A little while later, I kept expecting that phone call from him that said, “I fell asleep in my recliner watching TCM. Sorry for scaring you, kiddo.” Instead, my mother called and sobbed into the phone, “He’s gone, baby. Mr. Charles is gone.”
Cruel heart attack had struck again.
I was in such shock that I hung up on my mother and raced for the stairway. I remember which step I was on when I lost it and tears poured from my eyes, my stomach felt sick, and my head was spinning. I ran to my husband’s office upstairs and fell into his lap, tears streaming, my fist beating his chest and shaking my head “no” because this couldn’t be true.

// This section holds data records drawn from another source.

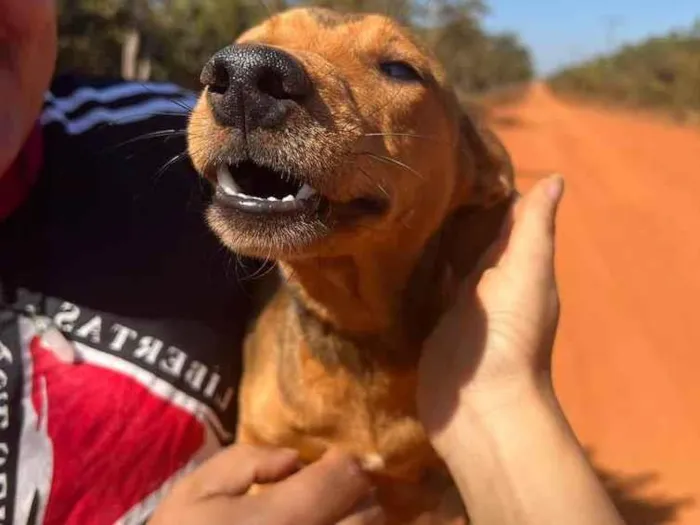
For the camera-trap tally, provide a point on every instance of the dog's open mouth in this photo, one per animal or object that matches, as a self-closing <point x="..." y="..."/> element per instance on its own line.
<point x="258" y="189"/>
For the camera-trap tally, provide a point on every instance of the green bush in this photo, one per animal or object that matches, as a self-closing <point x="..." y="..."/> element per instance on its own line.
<point x="661" y="72"/>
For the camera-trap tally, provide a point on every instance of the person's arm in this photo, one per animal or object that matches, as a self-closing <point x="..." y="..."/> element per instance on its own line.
<point x="334" y="490"/>
<point x="521" y="464"/>
<point x="492" y="414"/>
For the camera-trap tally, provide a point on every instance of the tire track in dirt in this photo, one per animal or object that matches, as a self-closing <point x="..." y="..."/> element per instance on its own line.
<point x="627" y="361"/>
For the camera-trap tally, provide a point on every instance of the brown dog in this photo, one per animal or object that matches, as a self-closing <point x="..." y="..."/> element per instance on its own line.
<point x="338" y="150"/>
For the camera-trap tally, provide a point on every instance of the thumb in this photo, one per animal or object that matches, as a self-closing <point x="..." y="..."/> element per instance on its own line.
<point x="321" y="494"/>
<point x="234" y="470"/>
<point x="531" y="244"/>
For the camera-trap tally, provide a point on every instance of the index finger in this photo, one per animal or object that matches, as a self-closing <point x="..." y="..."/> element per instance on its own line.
<point x="321" y="494"/>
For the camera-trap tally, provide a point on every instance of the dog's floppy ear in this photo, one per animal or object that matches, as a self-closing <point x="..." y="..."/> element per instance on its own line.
<point x="485" y="162"/>
<point x="479" y="215"/>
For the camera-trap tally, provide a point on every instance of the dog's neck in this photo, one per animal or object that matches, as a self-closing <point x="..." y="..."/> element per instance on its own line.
<point x="388" y="299"/>
<point x="381" y="303"/>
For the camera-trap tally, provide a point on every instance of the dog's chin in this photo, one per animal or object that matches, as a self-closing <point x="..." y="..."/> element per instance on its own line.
<point x="260" y="212"/>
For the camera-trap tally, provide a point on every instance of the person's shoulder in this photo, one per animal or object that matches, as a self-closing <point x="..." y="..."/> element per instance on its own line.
<point x="78" y="105"/>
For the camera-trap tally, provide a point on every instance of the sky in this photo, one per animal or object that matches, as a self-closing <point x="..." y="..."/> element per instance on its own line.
<point x="563" y="31"/>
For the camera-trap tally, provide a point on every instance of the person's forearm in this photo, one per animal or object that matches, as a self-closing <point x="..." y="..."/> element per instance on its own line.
<point x="521" y="464"/>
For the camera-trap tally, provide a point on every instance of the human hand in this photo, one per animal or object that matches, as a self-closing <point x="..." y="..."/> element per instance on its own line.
<point x="496" y="342"/>
<point x="324" y="493"/>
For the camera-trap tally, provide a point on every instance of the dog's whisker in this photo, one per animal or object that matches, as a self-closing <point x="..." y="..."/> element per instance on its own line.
<point x="372" y="181"/>
<point x="391" y="160"/>
<point x="177" y="158"/>
<point x="167" y="133"/>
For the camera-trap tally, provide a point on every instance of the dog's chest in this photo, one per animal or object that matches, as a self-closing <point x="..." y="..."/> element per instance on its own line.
<point x="316" y="412"/>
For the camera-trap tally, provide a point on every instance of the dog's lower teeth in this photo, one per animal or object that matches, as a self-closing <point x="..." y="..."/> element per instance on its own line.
<point x="225" y="181"/>
<point x="305" y="192"/>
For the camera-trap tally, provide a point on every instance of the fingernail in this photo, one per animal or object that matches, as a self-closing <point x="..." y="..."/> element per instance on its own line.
<point x="555" y="187"/>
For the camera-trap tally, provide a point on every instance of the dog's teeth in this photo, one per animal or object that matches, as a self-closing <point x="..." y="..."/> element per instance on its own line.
<point x="225" y="180"/>
<point x="305" y="192"/>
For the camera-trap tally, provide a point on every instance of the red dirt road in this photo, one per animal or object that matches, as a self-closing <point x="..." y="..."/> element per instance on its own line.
<point x="627" y="361"/>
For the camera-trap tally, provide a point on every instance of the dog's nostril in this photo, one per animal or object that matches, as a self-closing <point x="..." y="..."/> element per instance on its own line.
<point x="215" y="76"/>
<point x="271" y="83"/>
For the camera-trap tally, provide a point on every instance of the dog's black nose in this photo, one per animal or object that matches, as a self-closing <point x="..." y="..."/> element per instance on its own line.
<point x="254" y="86"/>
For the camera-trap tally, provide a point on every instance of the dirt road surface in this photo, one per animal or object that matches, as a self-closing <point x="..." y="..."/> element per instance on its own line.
<point x="627" y="361"/>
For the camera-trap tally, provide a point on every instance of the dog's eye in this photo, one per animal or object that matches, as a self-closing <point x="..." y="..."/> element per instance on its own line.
<point x="400" y="71"/>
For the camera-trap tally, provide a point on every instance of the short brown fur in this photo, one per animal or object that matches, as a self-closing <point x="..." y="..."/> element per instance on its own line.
<point x="332" y="359"/>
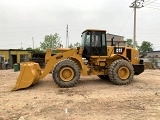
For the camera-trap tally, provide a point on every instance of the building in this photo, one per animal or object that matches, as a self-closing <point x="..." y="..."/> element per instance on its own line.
<point x="153" y="54"/>
<point x="13" y="56"/>
<point x="118" y="40"/>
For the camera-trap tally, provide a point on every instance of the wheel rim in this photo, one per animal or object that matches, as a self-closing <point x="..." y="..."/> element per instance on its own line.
<point x="66" y="74"/>
<point x="123" y="73"/>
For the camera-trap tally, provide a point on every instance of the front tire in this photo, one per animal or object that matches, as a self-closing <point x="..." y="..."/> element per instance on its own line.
<point x="66" y="73"/>
<point x="103" y="77"/>
<point x="121" y="72"/>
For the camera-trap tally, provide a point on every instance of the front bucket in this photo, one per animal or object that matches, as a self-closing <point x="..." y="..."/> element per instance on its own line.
<point x="29" y="75"/>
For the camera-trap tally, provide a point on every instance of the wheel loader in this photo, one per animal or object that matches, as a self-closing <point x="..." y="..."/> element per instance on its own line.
<point x="117" y="63"/>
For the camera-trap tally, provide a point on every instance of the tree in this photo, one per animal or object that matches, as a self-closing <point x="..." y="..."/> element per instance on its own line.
<point x="146" y="47"/>
<point x="50" y="41"/>
<point x="129" y="42"/>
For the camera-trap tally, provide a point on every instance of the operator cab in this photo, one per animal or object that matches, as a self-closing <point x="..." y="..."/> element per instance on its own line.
<point x="94" y="43"/>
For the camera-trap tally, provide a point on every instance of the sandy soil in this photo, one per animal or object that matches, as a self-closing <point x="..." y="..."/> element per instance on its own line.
<point x="92" y="98"/>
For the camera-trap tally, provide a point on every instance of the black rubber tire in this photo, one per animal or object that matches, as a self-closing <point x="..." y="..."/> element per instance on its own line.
<point x="56" y="73"/>
<point x="113" y="72"/>
<point x="103" y="77"/>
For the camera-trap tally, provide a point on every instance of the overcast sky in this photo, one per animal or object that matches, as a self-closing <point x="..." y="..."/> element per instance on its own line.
<point x="20" y="20"/>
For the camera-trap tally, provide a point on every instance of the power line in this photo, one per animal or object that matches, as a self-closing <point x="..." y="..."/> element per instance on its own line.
<point x="125" y="22"/>
<point x="150" y="2"/>
<point x="136" y="4"/>
<point x="152" y="7"/>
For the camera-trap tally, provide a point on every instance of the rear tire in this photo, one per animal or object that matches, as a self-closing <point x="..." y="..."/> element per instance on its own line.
<point x="104" y="77"/>
<point x="66" y="73"/>
<point x="121" y="72"/>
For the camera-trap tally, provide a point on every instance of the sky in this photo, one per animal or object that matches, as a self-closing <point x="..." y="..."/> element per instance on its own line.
<point x="25" y="21"/>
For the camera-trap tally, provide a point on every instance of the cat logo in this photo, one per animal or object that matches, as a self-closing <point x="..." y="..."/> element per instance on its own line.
<point x="59" y="57"/>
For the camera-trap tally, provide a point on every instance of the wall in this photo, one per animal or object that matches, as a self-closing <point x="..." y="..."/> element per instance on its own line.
<point x="117" y="39"/>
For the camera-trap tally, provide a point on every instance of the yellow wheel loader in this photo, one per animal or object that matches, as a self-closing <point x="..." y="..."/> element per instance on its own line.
<point x="117" y="63"/>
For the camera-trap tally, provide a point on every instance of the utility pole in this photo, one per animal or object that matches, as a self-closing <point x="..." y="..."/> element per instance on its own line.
<point x="136" y="4"/>
<point x="67" y="38"/>
<point x="33" y="42"/>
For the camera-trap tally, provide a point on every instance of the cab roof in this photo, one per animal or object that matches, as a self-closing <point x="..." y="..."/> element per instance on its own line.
<point x="94" y="30"/>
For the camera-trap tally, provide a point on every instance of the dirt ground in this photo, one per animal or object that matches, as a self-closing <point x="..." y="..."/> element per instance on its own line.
<point x="92" y="98"/>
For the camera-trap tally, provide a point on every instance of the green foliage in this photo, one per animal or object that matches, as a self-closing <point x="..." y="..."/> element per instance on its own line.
<point x="146" y="47"/>
<point x="75" y="45"/>
<point x="37" y="50"/>
<point x="50" y="41"/>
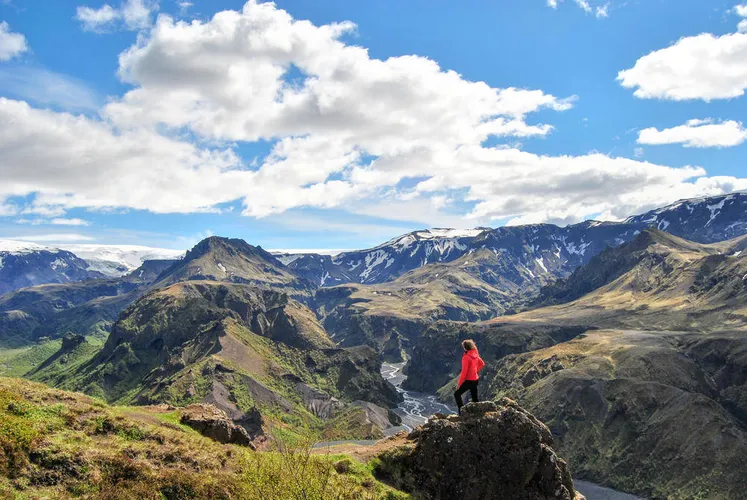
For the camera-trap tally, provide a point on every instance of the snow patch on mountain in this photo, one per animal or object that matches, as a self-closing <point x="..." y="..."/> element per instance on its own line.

I wanted my mother’s arms. I frantically drove to her house so that I could feel her arms around me, the only place that could make me forget my grief, when I began to cry so hard that I could barely see the road. I told God that He could take me then. Of course, I was blinded by my sadness and not thinking clearly, but I remembered the depression and reality that hit me days after my daddy had died in 1992. I couldn’t bear to go through that again.
Mr. Charles had been my father since the day my father died. He was there at every holiday, birthday, cookout. He brought the ham, the steak, the chili. My heart would light up when he walked into my kitchen. I was in love with his funny stories, his funny laugh, his big hugs that pulled me close the way it did so many years before in my driveway on that cold, November day. Instead of burying my head in his coat pocket, my face would rest on his shoulder now, as he patted my back and kissed my cheek.
And after both of my fathers were in the ground, I came home and wrote a short story about them meeting again in Heaven. And I smiled. Here is a short snippet:
…and after the old man was reunited with his family and friends in Glory, he saw the girl’s real father, whom he hadn’t seen in nearly 20 years. The father ran to the old man down a street of gold, and he took him into his arms.
“I know what you’ve done. Thank you,” the father said.
On Earth, the people mourned the loss of two wonderful men. But, their loss was Heaven’s gain.